First, let him savor the religion of the Prophet as sweet; then, let his pride of his possessions be scraped away.
Becoming a true Muslim, a disciple of the faith of Muhammad, let him put aside the delusion of death and life.
As he submits to God’s Will, and surrenders to the Creator, he is rid of selfishness and conceit.
And when, O Nanak, he is merciful to all beings, only then shall he be called a Muslim.
Allah is hidden in every heart; reflect upon this in your mind. The One Lord is within both Hindu and Muslim;
Be kind and compassionate to me, O Creator Lord. Bless me with devotion and meditation, O Lord Creator. Says Nanak, the Guru has rid me of doubt.
The Muslim God Allah and the Hindu God Parbrahm are one and the same.
To be Muslim is to be kind-hearted, and wash away pollution from within the heart. He does not even approach worldly pleasures; he is pure, like flowers, silk, ghee and the deer-skin.
One who is blessed with the mercy and compassion of the Merciful Lord, is the manliest man among men. He alone is a Shaykh, a preacher, a Haji, and he alone is God’s slave, who is blessed with God’s Grace.
Elsewhere, he says:
Let mercy be your mosque, faith in God your prayer-mat, and earning an honest living your Quran.
Turning away your face from five thieves (lust, anger, greed, worldly attachment and ego) is the real circumcision, and having a good conduct is the real fast.
Have a high moral character as your Ka‘aba, truth as your spiritual guide, and good deeds your prayer and chant.
Let your rosary be that which is pleasing to his will. Says Nanak, God shall preserve the honor of such a Muslim.
To the Hindus, Baba Nanak has quite the same message—to go beyond ritualism and to realize the oneness of God, whose light is ever-present in every particle of the universe, in Hindus and in Muslims alike:
O brother, you worship gods and goddesses. What can you ask of them and what can they give to you?
O brother, the stones/idols you wash with water sink in water (in other words how could these stones help you cross the ocean of worldly temptations.
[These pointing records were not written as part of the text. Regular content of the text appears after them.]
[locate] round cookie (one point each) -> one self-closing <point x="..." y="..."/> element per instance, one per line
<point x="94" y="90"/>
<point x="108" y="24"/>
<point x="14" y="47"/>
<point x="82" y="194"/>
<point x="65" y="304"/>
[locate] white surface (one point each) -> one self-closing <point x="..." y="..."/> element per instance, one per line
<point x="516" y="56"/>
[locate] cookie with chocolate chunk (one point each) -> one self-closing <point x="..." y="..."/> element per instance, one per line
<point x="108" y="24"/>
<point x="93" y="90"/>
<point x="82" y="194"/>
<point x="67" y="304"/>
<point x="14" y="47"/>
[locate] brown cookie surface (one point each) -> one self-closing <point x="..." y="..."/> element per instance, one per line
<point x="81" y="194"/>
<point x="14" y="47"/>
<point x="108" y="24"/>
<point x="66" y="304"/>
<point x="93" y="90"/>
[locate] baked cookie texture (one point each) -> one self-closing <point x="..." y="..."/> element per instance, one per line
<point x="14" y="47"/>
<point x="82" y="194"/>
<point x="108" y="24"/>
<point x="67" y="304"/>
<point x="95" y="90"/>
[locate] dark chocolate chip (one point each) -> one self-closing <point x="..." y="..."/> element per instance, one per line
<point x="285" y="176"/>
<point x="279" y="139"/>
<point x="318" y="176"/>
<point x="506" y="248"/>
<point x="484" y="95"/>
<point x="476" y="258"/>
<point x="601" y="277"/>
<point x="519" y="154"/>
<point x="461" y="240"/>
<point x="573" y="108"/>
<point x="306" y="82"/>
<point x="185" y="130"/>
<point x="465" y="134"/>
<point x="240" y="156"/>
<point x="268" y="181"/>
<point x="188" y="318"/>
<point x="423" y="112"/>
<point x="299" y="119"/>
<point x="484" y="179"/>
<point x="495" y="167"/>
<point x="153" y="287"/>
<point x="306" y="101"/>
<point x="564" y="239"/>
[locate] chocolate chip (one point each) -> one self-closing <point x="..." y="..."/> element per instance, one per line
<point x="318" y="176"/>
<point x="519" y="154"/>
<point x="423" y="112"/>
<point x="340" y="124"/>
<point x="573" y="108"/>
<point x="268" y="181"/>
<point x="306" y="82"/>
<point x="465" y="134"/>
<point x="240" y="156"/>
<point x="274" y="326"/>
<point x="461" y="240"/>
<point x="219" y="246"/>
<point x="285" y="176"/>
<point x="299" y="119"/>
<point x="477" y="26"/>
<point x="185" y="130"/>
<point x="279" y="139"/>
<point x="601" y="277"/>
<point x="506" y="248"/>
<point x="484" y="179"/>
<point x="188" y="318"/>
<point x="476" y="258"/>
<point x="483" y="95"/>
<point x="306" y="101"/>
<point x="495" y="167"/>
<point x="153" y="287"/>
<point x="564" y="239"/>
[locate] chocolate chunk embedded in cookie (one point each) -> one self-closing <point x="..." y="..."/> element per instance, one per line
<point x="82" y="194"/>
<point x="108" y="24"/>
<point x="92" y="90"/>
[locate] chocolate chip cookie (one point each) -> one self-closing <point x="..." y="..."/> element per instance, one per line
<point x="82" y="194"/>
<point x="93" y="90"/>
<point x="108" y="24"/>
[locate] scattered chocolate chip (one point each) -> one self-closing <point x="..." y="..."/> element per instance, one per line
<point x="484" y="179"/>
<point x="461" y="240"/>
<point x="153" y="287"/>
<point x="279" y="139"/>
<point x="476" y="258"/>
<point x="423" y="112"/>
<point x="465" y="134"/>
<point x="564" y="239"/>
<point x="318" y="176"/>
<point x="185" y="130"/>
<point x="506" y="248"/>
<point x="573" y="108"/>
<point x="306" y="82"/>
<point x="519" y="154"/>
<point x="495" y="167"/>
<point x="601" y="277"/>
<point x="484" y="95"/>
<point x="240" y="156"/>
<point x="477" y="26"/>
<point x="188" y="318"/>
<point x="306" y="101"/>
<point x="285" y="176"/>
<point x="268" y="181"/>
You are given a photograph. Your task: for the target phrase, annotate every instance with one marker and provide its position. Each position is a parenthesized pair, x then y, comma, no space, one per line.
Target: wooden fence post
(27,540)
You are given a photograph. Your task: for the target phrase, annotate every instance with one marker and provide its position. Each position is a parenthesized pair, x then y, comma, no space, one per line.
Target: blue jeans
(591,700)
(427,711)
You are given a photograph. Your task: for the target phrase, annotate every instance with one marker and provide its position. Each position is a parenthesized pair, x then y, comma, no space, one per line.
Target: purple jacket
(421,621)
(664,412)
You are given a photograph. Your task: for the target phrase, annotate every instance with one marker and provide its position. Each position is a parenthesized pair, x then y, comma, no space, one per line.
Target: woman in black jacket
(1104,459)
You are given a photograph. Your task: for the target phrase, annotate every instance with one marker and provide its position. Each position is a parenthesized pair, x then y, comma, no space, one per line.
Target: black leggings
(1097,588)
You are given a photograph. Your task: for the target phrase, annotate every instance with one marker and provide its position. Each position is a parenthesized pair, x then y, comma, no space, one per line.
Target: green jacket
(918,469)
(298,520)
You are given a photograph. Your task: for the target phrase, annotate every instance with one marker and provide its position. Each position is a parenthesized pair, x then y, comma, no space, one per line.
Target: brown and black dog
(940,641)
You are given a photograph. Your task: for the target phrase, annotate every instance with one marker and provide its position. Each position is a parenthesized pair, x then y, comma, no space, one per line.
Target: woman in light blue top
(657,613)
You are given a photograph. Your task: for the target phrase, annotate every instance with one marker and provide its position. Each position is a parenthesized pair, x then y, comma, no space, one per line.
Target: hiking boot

Personally, although not all of you would, of course, agree with me, I find succor and intellectual and emotional satisfaction in this approach to understanding religion, liberating it from obsession with ritualism and communalism, indicating that the only real way to reconciliation between human beings is through faith in the one God, Creator of all, which is reflected in goodness, love and compassion towards all His creatures. This, for me, is the only way to genuine dialogue and reconciliation.